Squid compiles with --disable-internal-dns on AMD64 since version 2.5.5-r2. I have tested Squid 2.5STABLE11 with --enable-internal-dns (default) on several very busy (480 clients on 25 Mbit) AMD64 machines (multilib and -multilib) and it works properly with better performance. Please consider removing --disable-internal-dns when USE=amd64. I just commented out line use amd64 && myconf="${myconf} --disable-internal-dns " in the ebuild. Reproducible: Always Steps to Reproduce:
isn't it better to handle DNS in the proper daemon (e.g. named)? that way all other programs could benefit from its cache as well.

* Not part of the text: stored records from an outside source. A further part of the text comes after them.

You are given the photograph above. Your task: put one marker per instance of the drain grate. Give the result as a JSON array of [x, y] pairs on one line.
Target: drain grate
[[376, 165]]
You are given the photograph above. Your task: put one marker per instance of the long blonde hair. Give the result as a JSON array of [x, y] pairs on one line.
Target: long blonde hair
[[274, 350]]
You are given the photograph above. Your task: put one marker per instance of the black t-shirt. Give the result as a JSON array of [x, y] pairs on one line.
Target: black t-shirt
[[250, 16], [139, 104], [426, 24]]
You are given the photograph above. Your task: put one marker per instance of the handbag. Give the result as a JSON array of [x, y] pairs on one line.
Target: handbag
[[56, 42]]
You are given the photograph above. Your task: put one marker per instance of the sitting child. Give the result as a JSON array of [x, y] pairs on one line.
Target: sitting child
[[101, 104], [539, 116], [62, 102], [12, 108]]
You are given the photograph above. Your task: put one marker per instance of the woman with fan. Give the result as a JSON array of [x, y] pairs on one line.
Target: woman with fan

(In reply to comment #1) > isn't it better to handle DNS in the proper daemon (e.g. named)? that way all > other programs could benefit from its cache as well. When you use squid with --disable-internal-dns it starts dnsserver processes by default. When you have a busy cache you must set maximum number of dnsserver children (35 processes) to fulfil client requests. Otherwise Squid would spam cache.log with the request to increase number of dns children. With --enable-internal-dns (default option) and properly DNS system setup, Squid uses DNS server specified in /etc/resolv.conf (tested) and therefore use existing DNS cache (DJBDNS in my case).
arch team, can you test net-proxy/squid-2.5.11 without --disable-internal-dns? eradicator added this in changelog: 24 Jun 2004; Jeremy Huddleston <eradicator@gentoo.org> squid-2.5.5-r2.ebuild: Marked ~amd64. amd64 needs --disable-internal-dns to run properly.
This compiles and works just fine here too, although I don't have a 25MBit pipe and that many clients to test it on :) I have removed the line as I can see no reason to keep it, although I don't think it warrants a revision bump. Please let me know if there are any further issues.